TLDR; The authors apply adversarial training on labeld data and virtual adversarial training on unlabeled data to the embeddings in text classification tasks. Their models, which are straightforward LSTM architectures, either match or surpass the current state of the art on several text classification tasks. The authors also show that the embeddings learned using adversarial training tend to be tuned better to the corresponding classification task.
#### Key Points
- In Image classification we can apply adversarial training directly to the inputs. In Text classification the inputs are discrete and we cannot make small perturbations, but we can instead apply adversarial training to embeddings.

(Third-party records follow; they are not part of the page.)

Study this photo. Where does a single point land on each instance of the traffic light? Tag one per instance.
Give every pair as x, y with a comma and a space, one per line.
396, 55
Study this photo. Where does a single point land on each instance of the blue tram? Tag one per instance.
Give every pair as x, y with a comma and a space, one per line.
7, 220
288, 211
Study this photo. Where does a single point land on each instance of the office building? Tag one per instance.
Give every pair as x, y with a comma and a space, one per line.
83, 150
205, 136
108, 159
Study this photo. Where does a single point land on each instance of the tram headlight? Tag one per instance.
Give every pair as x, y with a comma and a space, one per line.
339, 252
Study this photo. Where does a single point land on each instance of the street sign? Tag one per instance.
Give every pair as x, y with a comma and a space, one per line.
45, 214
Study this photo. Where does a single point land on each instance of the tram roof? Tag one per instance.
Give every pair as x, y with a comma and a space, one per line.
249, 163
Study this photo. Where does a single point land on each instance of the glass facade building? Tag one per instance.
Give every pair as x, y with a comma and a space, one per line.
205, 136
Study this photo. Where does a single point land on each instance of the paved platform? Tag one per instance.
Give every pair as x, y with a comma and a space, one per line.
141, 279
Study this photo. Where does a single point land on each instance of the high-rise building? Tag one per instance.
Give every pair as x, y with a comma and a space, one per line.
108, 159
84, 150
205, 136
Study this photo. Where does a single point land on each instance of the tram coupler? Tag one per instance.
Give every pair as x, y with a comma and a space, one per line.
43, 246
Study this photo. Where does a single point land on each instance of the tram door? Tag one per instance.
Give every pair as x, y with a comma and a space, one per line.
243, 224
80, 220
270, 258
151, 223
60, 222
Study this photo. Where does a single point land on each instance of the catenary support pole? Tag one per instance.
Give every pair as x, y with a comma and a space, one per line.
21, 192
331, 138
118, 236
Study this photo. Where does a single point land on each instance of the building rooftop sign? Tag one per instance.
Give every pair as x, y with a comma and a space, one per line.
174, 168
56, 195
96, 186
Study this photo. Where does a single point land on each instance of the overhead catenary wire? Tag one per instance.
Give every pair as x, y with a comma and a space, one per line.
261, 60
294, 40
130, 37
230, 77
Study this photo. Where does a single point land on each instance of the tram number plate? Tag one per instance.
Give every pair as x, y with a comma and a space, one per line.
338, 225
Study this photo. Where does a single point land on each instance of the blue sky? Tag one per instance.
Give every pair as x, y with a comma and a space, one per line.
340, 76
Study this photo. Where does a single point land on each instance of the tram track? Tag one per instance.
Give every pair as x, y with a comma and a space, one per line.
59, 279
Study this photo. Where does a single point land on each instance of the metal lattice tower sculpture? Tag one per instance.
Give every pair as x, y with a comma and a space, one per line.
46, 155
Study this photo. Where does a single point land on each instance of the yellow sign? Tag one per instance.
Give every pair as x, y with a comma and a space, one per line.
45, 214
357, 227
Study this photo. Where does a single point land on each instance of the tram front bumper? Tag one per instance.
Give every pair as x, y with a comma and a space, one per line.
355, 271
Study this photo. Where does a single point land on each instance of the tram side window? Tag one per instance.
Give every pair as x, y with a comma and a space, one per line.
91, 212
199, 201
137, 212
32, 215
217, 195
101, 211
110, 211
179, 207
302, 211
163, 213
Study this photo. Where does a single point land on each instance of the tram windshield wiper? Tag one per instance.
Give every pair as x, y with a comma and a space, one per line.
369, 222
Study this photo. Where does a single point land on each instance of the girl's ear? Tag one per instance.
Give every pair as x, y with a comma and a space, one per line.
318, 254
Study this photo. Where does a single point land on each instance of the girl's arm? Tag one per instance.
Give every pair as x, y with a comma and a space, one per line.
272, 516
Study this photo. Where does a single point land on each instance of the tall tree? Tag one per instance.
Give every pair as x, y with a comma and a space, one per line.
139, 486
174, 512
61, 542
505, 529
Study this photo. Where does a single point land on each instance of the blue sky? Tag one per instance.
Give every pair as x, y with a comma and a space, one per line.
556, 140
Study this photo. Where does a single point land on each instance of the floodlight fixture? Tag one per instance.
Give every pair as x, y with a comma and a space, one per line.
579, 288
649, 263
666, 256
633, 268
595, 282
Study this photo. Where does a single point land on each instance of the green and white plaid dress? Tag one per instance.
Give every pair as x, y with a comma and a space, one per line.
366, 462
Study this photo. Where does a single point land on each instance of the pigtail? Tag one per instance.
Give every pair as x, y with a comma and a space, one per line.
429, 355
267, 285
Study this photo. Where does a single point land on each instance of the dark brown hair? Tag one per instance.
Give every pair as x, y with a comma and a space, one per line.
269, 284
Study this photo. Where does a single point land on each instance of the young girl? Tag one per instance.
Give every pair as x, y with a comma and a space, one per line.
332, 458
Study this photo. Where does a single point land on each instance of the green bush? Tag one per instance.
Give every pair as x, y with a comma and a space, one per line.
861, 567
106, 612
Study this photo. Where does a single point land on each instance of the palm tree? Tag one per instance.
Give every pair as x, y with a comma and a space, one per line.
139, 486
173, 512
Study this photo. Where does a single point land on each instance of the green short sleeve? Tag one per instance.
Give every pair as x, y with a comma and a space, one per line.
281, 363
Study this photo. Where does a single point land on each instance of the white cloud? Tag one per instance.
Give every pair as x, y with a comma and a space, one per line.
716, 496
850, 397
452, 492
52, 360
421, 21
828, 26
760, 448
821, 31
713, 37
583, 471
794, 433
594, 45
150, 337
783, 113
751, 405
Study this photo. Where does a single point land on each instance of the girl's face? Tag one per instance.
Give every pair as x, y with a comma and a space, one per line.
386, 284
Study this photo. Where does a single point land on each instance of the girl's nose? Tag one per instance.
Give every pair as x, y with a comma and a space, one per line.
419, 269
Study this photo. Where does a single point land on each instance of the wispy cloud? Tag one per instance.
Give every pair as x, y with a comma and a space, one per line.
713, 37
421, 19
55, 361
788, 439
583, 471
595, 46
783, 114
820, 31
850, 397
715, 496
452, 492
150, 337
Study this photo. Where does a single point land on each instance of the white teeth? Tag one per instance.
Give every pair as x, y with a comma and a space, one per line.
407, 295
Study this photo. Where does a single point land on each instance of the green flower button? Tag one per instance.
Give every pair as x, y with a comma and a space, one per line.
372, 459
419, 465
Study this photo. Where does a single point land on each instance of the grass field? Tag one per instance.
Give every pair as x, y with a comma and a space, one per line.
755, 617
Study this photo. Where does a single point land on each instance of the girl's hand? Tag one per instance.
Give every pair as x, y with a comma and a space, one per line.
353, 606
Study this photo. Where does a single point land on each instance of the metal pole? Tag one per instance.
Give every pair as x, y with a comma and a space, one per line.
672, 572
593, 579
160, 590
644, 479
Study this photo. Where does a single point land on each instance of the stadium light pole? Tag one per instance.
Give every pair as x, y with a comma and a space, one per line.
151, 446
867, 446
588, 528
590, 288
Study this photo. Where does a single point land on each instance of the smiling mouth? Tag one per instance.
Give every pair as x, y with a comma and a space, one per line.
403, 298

- Trick: To prevent the model from making perturbations irrelevant by learning embeddings with large norms: Use normalized embeddings.

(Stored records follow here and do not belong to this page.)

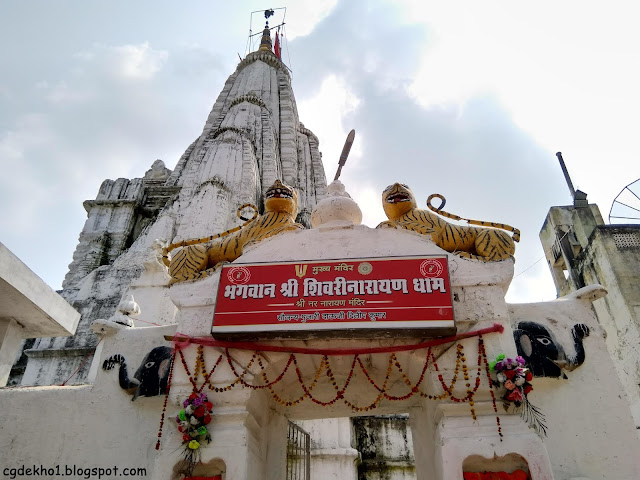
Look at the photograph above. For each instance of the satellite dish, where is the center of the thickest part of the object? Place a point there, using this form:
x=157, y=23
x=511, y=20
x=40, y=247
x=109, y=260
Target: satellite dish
x=626, y=206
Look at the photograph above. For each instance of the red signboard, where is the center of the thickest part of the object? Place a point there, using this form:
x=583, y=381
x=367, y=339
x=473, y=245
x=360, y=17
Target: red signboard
x=384, y=294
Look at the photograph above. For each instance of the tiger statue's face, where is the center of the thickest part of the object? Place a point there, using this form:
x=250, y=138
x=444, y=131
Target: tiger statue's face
x=397, y=199
x=281, y=198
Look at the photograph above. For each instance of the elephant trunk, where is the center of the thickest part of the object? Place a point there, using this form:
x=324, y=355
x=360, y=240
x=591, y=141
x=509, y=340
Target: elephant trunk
x=578, y=332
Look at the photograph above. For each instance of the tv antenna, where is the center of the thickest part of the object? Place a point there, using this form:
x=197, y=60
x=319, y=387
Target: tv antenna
x=626, y=206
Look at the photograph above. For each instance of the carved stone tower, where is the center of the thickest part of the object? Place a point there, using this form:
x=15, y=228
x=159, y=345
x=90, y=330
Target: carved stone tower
x=251, y=138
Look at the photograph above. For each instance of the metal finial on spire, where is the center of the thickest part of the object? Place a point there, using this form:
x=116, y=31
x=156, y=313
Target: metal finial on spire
x=265, y=42
x=345, y=152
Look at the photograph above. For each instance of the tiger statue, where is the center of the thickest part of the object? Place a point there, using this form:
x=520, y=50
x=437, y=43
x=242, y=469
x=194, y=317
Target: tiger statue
x=486, y=244
x=196, y=257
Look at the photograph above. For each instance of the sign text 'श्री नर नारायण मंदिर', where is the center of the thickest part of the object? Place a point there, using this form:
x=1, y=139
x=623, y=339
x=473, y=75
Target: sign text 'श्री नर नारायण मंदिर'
x=356, y=294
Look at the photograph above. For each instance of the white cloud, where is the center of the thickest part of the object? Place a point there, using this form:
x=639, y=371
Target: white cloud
x=303, y=16
x=325, y=112
x=129, y=62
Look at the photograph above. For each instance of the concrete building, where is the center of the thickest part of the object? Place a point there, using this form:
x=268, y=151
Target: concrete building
x=581, y=250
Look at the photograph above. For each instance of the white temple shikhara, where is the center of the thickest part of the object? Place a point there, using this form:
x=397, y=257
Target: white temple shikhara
x=352, y=320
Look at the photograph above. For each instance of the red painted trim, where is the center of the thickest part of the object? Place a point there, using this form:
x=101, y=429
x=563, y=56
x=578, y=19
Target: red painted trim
x=181, y=341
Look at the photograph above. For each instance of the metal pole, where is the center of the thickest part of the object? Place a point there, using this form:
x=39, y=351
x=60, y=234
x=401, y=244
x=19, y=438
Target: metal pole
x=566, y=175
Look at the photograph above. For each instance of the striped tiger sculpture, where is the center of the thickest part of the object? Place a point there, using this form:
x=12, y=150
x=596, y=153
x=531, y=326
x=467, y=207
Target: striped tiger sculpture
x=198, y=258
x=485, y=244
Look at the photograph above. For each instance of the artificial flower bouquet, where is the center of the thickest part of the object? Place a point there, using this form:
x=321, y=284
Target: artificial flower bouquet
x=513, y=375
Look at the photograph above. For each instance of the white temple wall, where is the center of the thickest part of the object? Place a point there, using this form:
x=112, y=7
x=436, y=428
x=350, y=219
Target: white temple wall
x=86, y=426
x=591, y=430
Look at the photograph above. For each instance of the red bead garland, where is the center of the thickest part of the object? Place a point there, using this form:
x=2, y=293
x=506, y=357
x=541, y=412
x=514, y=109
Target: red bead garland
x=461, y=370
x=166, y=397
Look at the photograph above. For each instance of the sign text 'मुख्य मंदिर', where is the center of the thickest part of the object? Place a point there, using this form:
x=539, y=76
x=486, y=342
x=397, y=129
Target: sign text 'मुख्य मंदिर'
x=341, y=315
x=340, y=287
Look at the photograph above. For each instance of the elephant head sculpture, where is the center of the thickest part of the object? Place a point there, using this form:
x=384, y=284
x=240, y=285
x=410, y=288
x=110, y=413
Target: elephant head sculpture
x=151, y=377
x=543, y=354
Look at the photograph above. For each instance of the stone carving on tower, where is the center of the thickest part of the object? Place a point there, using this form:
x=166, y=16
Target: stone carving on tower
x=251, y=138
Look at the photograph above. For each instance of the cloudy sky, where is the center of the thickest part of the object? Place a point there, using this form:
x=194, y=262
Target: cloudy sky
x=469, y=100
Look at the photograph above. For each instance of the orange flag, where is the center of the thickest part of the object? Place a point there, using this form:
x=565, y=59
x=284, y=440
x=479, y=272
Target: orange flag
x=276, y=47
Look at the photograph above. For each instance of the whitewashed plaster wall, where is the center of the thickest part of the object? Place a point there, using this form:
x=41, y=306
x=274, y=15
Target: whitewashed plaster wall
x=591, y=432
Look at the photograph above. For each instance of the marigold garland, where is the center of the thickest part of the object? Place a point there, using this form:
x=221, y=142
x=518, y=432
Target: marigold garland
x=461, y=370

- Adversarial Training (on labeled examples)
- At each step of training, identify the "worst" (in terms of cost) perturbation `r_adv` to the embeddings within a given constant epsilon, which a hyperparameter. Train on that. In practice `r_adv` is estimated using a linear approximation.
- Add a `L_adv` adversarial loss term to the cost function.

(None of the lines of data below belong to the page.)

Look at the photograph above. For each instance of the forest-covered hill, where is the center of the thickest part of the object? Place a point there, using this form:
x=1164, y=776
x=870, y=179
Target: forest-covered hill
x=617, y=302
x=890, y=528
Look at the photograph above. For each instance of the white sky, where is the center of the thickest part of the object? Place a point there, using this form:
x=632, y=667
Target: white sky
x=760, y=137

- Virtual Adversarial Training (on unlabeled examples)
- Minimize the KL divergence between the outputs of the model given the regular and perturbed example as inputs.
- Add `L_vad` loss to the cost function.
- Common misconception: Adversarial training is equivalent to training on noisy examples, but it actually is a stronger regularizer because it explicitly increases cost.
- Model Architectures:
- (1) Unidirectional LSTM with prediction made at the last step
- (2) Bidirectional LSTM with predictions based on concatenated last outputs
- Experiments/Results
- Pre-Training: For all experiments a 1-layer LSTM language model is pre-trained on all labeled and unlabeled examples and used to initialize the classification LSTM.
- Baseline Model: Only embedding dropout and pretraining
- IMDB: raining curves show that adversarial training acts as a good regularizer and prevents overfitting. VAT matches state of the art using a unidirectional LSTM only.
- IMDB embeddings: Baseline model places "good" close to "bad" in embedding space. Adv. training ensures that small perturbations in embeddings don't change the sentiment classification result so these two words become properly separated.
- Amazon Reviews and RCV1: Adv. + Vadv. achieve state of the art.
- Rotten Tomatoes: Adv. + Vadv. achieve state of the art. Because unlabeled data overwhelms labeled data vadv. training results in decrease of performance.
- DBPedia: Even the baseline outperforms state of the art (better optimizer?), adversarial training improves on that.
### Thoughts
- I think this is a very well-written paper with impressive results. The only thing that's lacking is a bit of consistency. Sometimes pure virtual adversarial training wins, and sometimes adversarial + virtual adversarial wins. Sometimes bi-LSTMs make things worse, sometimes better. What is the story behind that? Do we really need to try all combinations to figure out what works for a given dataset?
- Not a big deal, but a few bi-LSTM experiments seem to be missing. This just always makes me if they are "missing for a reason" or not ;)
- There are quite a few differences in hyperparameters and batch sizes between datasets. I wonder why. Is this to stay consistent with the models they compare to? Were these parameters optimized on a validation set (the authors say only dropout and epsilon were optimized)?
- If Adversarial Training is a stronger regularizer than random permutations I wonder if we still need dropout in the embeddings. Shouldn't adversarial training take care of that?